What Your Doctor Should Be Doing About Osteoporosis? Guidelines

 What Your Doctor Should Be Doing About Osteoporosis?  Guidelines

Osteoporosis guidelines for testing are important because this is a “silent” disease.  That is, you wouldn’t know you had it until you break a bone.  While bone density tests allow doctors to detect it, there are no symptoms short of a broken bone or sharp pain.  That’s why there are osteoporosis guidelines.

These osteoporosis guidelines are for doctors.  However, if you are a patient, knowing what your doctor is supposed to do will help you know whether your physician is doing everything he or she can do to keep you from potentially deathly falls caused by osteoporosis.

Osteoporosis guidelines are for physicians who are advising patients 50 years of age or older, in particular post-menopausal women.  They are supposed to advise their patients about the risk for osteoporosis and recommend a bone density test, if appropriate.  In addition, they should evaluate patients for secondary causes of the disease.

Doctors following the osteoporosis guidelines will ensure that their patients are getting 1200 mg. of calcium a day and recommend supplements if that amount is not part of the patient’s daily diet.  Patients should also get 800 mg. of Vitamin D per day, including supplements if necessary.

They should suggest that their patients engage in weight-bearing and muscle strengthening exercises.  This decreases the risk of fractures from falls.

Doctors are supposed to discuss the risks of cigarette smoking and excessive alcohol use vis a vis osteoporosis risk.

In addition, there are several osteoporosis guidelines related to bone density testing.  All women over 65 and all men over 70 should get a baseline bone density test.  Additionally, patients aged 50 to 70 who have an osteoporosis risk profile should be tested.  A schedule for future testing should also be established, preferably every two years.

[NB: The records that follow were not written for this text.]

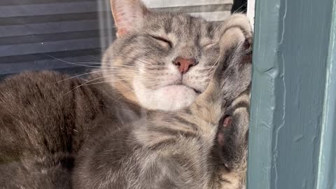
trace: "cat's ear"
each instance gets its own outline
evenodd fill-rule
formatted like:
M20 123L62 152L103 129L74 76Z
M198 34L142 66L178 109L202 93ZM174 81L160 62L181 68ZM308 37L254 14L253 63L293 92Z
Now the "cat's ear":
M110 0L117 36L121 37L141 27L149 11L141 0Z

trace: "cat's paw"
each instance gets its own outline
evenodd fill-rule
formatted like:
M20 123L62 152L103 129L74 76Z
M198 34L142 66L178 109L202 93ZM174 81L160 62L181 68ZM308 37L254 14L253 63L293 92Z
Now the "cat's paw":
M230 171L246 172L246 170L249 106L247 90L232 102L218 125L219 156Z
M220 95L231 102L250 85L252 70L252 39L240 27L228 28L220 41L220 55L214 81Z
M222 36L229 29L237 28L242 32L244 38L252 43L253 29L248 18L241 13L234 13L225 19L220 27ZM239 32L237 33L237 34Z

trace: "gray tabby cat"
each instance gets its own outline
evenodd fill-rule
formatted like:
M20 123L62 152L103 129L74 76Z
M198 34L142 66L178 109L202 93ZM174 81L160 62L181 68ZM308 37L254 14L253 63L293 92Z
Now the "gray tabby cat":
M247 96L227 106L250 82L248 20L111 5L118 38L94 72L102 75L27 73L0 84L0 186L243 187Z

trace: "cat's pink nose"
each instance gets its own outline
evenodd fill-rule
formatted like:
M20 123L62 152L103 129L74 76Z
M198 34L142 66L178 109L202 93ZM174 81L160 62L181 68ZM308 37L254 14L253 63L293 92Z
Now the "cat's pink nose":
M187 59L178 57L174 61L174 64L177 66L181 74L186 74L190 68L196 64L196 60L193 58Z

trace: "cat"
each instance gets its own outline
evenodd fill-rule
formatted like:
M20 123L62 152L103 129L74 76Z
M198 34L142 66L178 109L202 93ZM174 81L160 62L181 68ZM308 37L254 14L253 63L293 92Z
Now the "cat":
M251 37L241 15L211 23L182 13L155 13L136 0L111 1L111 5L118 38L88 81L41 72L0 84L0 186L4 188L71 188L71 173L78 173L74 164L80 165L76 156L80 150L83 158L83 146L151 113L184 110L209 88L218 56L227 50L223 46L220 50L223 34L234 28ZM232 132L220 131L218 141L230 139L223 136ZM235 144L229 143L234 139L225 141ZM241 150L244 146L218 148ZM230 160L244 157L228 155L218 155L227 167L234 167ZM223 167L214 169L223 174L214 176L216 179L232 186L241 182L218 167Z
M248 106L241 106L239 97L241 104L231 102L250 85L250 45L237 27L225 31L220 41L220 52L225 50L213 78L190 106L148 111L119 130L107 123L104 137L99 133L85 142L74 169L74 188L218 188L214 168L218 162L212 154L216 137L225 153L219 160L227 169L220 187L244 187L248 119L239 115L246 115Z

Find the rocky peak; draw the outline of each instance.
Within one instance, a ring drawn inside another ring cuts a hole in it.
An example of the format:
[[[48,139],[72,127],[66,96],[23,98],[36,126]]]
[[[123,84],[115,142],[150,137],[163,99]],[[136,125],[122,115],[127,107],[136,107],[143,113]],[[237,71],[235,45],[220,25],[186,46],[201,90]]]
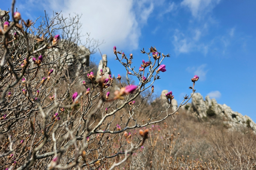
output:
[[[256,133],[256,124],[249,116],[233,111],[225,104],[217,103],[215,99],[207,96],[205,100],[199,93],[195,93],[191,103],[186,107],[189,113],[192,113],[199,119],[216,116],[221,118],[224,124],[228,128],[239,130],[241,127],[250,127]]]

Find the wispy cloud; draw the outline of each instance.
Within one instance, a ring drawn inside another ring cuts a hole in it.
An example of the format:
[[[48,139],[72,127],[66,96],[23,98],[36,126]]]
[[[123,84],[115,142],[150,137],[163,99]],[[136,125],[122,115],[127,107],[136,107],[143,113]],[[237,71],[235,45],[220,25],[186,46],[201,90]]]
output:
[[[229,31],[229,35],[230,35],[230,36],[231,37],[233,37],[233,36],[234,36],[235,29],[236,29],[236,28],[235,27],[233,27],[231,29],[230,29],[230,30]]]
[[[199,76],[201,81],[205,81],[206,79],[206,74],[209,69],[207,69],[207,65],[204,64],[198,67],[189,67],[186,70],[189,73],[193,73],[195,75]]]
[[[219,91],[212,91],[207,94],[211,98],[218,99],[221,96],[221,94]]]
[[[183,0],[181,6],[188,7],[193,16],[201,18],[210,12],[220,0]]]

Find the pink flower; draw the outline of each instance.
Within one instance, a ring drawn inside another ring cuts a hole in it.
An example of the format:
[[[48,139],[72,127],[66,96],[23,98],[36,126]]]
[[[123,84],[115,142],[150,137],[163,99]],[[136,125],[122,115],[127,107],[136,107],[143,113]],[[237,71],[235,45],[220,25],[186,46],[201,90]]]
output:
[[[108,91],[108,93],[107,93],[107,94],[106,94],[106,99],[108,99],[108,97],[109,96],[110,94],[110,93],[109,92],[109,91]]]
[[[195,82],[199,79],[199,76],[198,76],[197,75],[195,75],[192,79],[191,79],[191,80],[192,82]]]
[[[38,60],[40,60],[41,61],[43,61],[43,56],[42,56],[42,55],[41,55],[38,57]]]
[[[125,93],[126,94],[133,93],[137,88],[137,86],[135,85],[128,85],[125,88]]]
[[[74,94],[73,94],[73,96],[72,96],[72,101],[73,102],[75,102],[75,100],[77,97],[77,96],[78,96],[78,94],[77,92],[75,92]]]
[[[105,79],[104,80],[104,82],[103,82],[103,83],[104,83],[104,84],[107,84],[107,83],[108,82],[108,80],[109,80],[109,79]]]
[[[164,64],[163,64],[160,65],[160,67],[157,69],[157,72],[162,71],[165,72],[166,71],[166,69],[165,68],[166,65]]]
[[[144,76],[143,76],[142,79],[143,79],[143,82],[145,82],[147,80],[147,78]]]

Osteoporosis guidelines say that doctors should begin treating patients with hip or vertebral (clinical or morphometric) fractures.  After appropriate evaluation, they should also begin treatment in patients in whom dual-energy x-ray absorptiometry (DXA) shows BMD T-scores of less than –2.5 at the femoral neck, total hip, or spine.

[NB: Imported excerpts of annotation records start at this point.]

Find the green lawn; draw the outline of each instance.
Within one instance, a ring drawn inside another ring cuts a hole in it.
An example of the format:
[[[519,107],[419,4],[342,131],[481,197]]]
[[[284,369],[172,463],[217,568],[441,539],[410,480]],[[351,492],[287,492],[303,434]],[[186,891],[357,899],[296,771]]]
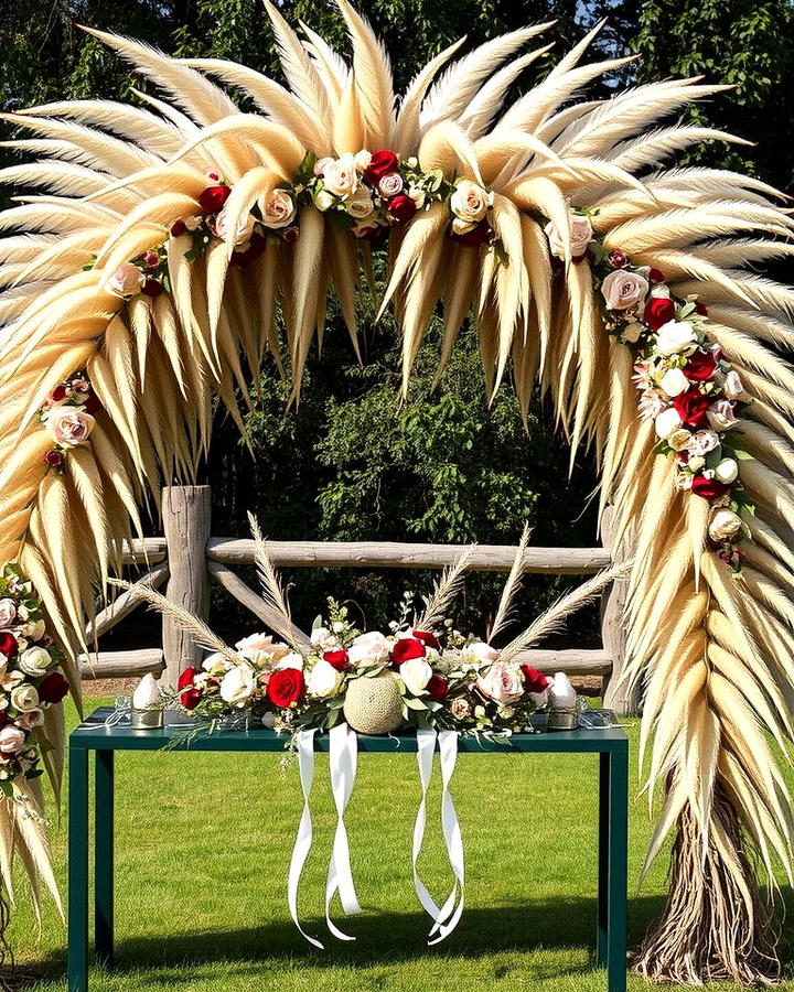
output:
[[[635,783],[636,726],[630,733]],[[604,973],[592,967],[596,775],[596,759],[584,756],[460,758],[453,785],[466,851],[466,909],[452,937],[427,949],[428,920],[410,881],[416,759],[364,755],[347,823],[365,912],[342,924],[358,937],[355,944],[333,941],[319,953],[293,929],[286,905],[301,808],[297,767],[282,772],[273,755],[121,755],[118,961],[112,972],[92,972],[92,990],[605,989]],[[335,823],[323,759],[315,797],[315,850],[301,912],[310,930],[322,934],[316,917]],[[438,898],[450,874],[441,856],[438,791],[434,800],[423,876]],[[637,801],[631,811],[631,941],[662,905],[665,859],[642,893],[634,892],[650,833],[646,805]],[[52,837],[65,887],[65,816],[53,815]],[[22,969],[37,977],[30,988],[63,990],[65,929],[47,907],[36,940],[25,893],[19,895],[11,941]],[[791,942],[783,953],[792,978]],[[631,979],[630,988],[645,984]]]

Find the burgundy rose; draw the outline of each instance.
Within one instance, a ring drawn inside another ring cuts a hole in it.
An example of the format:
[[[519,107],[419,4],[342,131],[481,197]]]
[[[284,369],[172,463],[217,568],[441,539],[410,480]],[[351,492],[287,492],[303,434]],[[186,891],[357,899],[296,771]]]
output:
[[[400,637],[391,648],[391,659],[399,666],[409,658],[423,658],[425,645],[417,637]]]
[[[288,709],[292,703],[299,702],[305,692],[303,672],[297,668],[280,668],[270,676],[267,687],[267,698],[275,707],[281,710]]]
[[[673,406],[684,427],[699,431],[709,425],[706,411],[711,406],[711,400],[704,396],[697,386],[693,386],[691,389],[675,397]]]
[[[711,352],[695,352],[684,366],[684,374],[695,382],[708,382],[713,377],[717,359]]]
[[[522,675],[524,676],[524,689],[527,692],[543,692],[548,689],[548,679],[529,665],[522,665]]]
[[[414,636],[421,640],[423,645],[427,645],[427,647],[436,648],[437,651],[441,650],[438,637],[429,630],[415,630]]]
[[[643,320],[652,331],[658,331],[662,324],[675,320],[675,303],[662,296],[655,296],[648,301]]]
[[[449,696],[449,682],[443,676],[433,672],[425,687],[427,694],[436,702],[443,702]]]
[[[407,224],[414,214],[416,214],[417,205],[410,196],[400,193],[399,196],[393,196],[391,200],[389,200],[386,204],[386,209],[388,211],[389,217],[393,217],[398,224]]]
[[[198,194],[198,203],[205,214],[217,214],[232,195],[228,186],[207,186]]]
[[[341,648],[337,651],[323,651],[323,658],[331,668],[335,668],[336,671],[347,671],[350,668],[347,651],[344,650],[344,648]]]
[[[718,478],[706,478],[705,475],[696,475],[693,478],[693,493],[702,496],[704,499],[719,499],[728,492],[728,486]]]
[[[371,186],[377,186],[379,180],[397,169],[397,155],[388,149],[373,152],[369,164],[364,170],[364,179]]]
[[[39,699],[42,702],[61,702],[67,692],[68,682],[60,671],[53,671],[39,686]]]
[[[197,668],[187,666],[176,680],[176,688],[180,690],[180,702],[185,710],[194,710],[201,700],[201,692],[193,684],[197,675]]]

Additionally, they should begin treatment in post menopausal women and in men 50 years and older who have low bone mass which is also known as osteopenia.  That means those with a T-score of –1 to –2.5 at the femoral neck, total hip, or spine as well as those who have 10-year hip fracture probability of 3% or more or a 10-year all major osteoporosis–related fracture probability of 20% or more based on the US-adapted WHO absolute fracture risk model.

Currently, the Food and Drug Administration has approved pisphosphonates, calcitonin, estrogens, hormone therapy, raloxifene, and PTH 1-34 for treatment of osteoporosis.  These drugs should be discussed with patients, as appropriate.

Osteoporosis treatment is cost-effective in patients with fragility fractures or osteoporosis, in older individuals at average risk, and in younger persons with additional clinical risk factors for fracture.  So, there is no excuse for sloppy diagnosis.  If you are a patient over 50 years of age, make sure that your doctor is following these osteoporosis guidelines.